Samsung is a prime example. Seen as the main Android contender to Apple each year, they sell well in India because its Galaxy series are far more accessibly priced. The South Korean company contends with other low-cost but decent quality, Chinese models from the likes of Xiaomi, and the upcoming entry-level 4G device from Google-backed Indian company Reliance Jio. In India, the average selling price of a smartphone is around $156, which is less than half that of the average mobile phone cost in the UK.
Most enticing, however, is the cost of data. In the UK, the average mobile data rate for 1GB converts to $6.66, below the global $8.53 average. So, it’s quite cheap in the UK, but in India, that average cost is $0.26, with many users even paying as little as $0.10 per 1GB of mobile data. The mobile industry has bent its pricing models to adhere to the colossal audience, with Amazon even seeing this as a chance to shuffle in, with the once-bookstore becoming the main channel for smartphone sales in India.
Mobile content recognising the power of India
Overall, the internet was fairly slow to adapt to the surge of smartphones using the internet. It took several years for major websites to create mobile-compatible versions, especially ones that could offer everything that the standard website would. Now, though, all reputable sites and online platforms are mobile-friendly, enabling the ever-growing Indian audience to get straight into the action. However, that didn’t mean that they were suited to India just yet.
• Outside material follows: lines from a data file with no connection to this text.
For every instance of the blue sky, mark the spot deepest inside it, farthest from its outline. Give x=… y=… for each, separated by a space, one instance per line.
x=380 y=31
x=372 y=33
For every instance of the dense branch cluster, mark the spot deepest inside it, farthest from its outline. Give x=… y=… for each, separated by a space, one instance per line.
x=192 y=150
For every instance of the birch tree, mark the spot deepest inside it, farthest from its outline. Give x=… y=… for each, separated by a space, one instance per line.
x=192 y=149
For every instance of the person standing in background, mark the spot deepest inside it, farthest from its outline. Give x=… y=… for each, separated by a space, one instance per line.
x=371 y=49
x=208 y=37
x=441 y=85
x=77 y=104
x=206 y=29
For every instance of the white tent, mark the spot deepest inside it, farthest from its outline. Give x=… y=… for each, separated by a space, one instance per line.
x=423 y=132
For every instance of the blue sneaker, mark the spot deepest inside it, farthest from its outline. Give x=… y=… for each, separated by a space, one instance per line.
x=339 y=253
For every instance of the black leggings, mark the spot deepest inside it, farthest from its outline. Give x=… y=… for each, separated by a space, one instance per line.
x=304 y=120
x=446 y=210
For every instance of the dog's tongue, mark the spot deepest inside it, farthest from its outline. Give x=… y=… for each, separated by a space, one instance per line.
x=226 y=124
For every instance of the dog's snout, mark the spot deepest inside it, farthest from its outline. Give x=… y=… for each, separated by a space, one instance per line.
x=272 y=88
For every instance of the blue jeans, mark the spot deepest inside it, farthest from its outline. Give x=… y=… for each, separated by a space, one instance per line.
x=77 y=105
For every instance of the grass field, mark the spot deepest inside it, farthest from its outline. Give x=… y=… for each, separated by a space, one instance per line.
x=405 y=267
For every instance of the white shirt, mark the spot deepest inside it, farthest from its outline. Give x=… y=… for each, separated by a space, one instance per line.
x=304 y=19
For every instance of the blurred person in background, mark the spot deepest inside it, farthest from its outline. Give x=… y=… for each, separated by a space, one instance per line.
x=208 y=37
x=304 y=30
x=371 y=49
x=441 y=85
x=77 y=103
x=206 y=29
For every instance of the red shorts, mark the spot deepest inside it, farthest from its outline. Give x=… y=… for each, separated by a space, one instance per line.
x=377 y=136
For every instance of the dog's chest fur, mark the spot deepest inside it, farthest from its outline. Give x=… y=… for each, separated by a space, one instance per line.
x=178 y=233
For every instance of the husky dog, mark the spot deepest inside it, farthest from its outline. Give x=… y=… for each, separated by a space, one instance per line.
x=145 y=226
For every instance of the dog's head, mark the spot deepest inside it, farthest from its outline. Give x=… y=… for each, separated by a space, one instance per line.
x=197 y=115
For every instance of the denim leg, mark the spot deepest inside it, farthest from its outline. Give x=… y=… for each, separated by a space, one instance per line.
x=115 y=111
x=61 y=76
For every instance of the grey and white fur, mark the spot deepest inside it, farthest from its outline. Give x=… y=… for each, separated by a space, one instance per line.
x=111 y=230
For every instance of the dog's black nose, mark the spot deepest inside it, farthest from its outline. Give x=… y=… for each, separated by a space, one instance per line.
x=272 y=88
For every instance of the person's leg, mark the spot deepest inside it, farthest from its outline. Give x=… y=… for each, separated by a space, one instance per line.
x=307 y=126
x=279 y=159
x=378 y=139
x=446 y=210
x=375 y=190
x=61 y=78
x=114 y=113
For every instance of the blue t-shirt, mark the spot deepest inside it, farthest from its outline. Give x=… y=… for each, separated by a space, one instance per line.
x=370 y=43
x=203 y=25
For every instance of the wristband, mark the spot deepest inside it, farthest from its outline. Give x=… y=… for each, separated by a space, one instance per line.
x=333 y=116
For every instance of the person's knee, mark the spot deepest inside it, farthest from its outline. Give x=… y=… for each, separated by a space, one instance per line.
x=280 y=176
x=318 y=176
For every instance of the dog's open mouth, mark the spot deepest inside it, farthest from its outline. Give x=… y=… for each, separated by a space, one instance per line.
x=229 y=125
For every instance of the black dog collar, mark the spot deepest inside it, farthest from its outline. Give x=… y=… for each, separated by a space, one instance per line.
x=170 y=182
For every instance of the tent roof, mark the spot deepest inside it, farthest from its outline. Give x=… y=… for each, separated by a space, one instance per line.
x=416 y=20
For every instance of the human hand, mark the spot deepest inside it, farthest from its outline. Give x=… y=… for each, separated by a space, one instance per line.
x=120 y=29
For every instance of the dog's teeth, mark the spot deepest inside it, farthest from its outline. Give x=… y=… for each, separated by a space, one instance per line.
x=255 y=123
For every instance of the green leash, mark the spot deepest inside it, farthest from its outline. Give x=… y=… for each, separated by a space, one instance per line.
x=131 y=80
The audience is big enough that even the most prominent international brands of their field had to alter their content and angles to win over the new audience. Netflix had quite an easy in, thanks to the nation’s well-documented love of its own movies and TV series. While it didn’t start premiering these until 2018, producing or securing the exclusive rights to Indian Originals has been key to Netflix becoming so big so quickly in the country.
Having also established itself in several other countries around the world, particularly in Europe, online gambling sites have also become accessible to Indian smartphone users. Being an entertainment medium based on depositing money to win money for withdrawal, these storied international brands had to tailor their service by enabling the use of the Indian rupee. Now, the gambling sites with the highest review score in India not only offer bonuses in rupees, but also preferred payment methods, including Paytm and cryptocurrencies.
Perhaps the single largest glaring example of the power that the Indian audience has is in the case of the smartphone app game PUBG Mobile. Despite video games having never really settled or taken off across India, mobile gaming has exploded, with PUBG leading the way as the biggest in the country. Then, the Indian government banned it for its affiliations with Chinese company Tencent. In one fell swoop, PUBG lost a quarter of its global audience. So, PUBG Corporation has cut ties with Tencent and is currently working away at making a new, India-specific version of PUBG to appease the government and re-access the nation’s gamers.
India’s audience is simply too vast to deny, so smartphone companies and those accessed via smartphones are more than willing to put the work in to adapt their models and services to appease the hundreds of millions of users.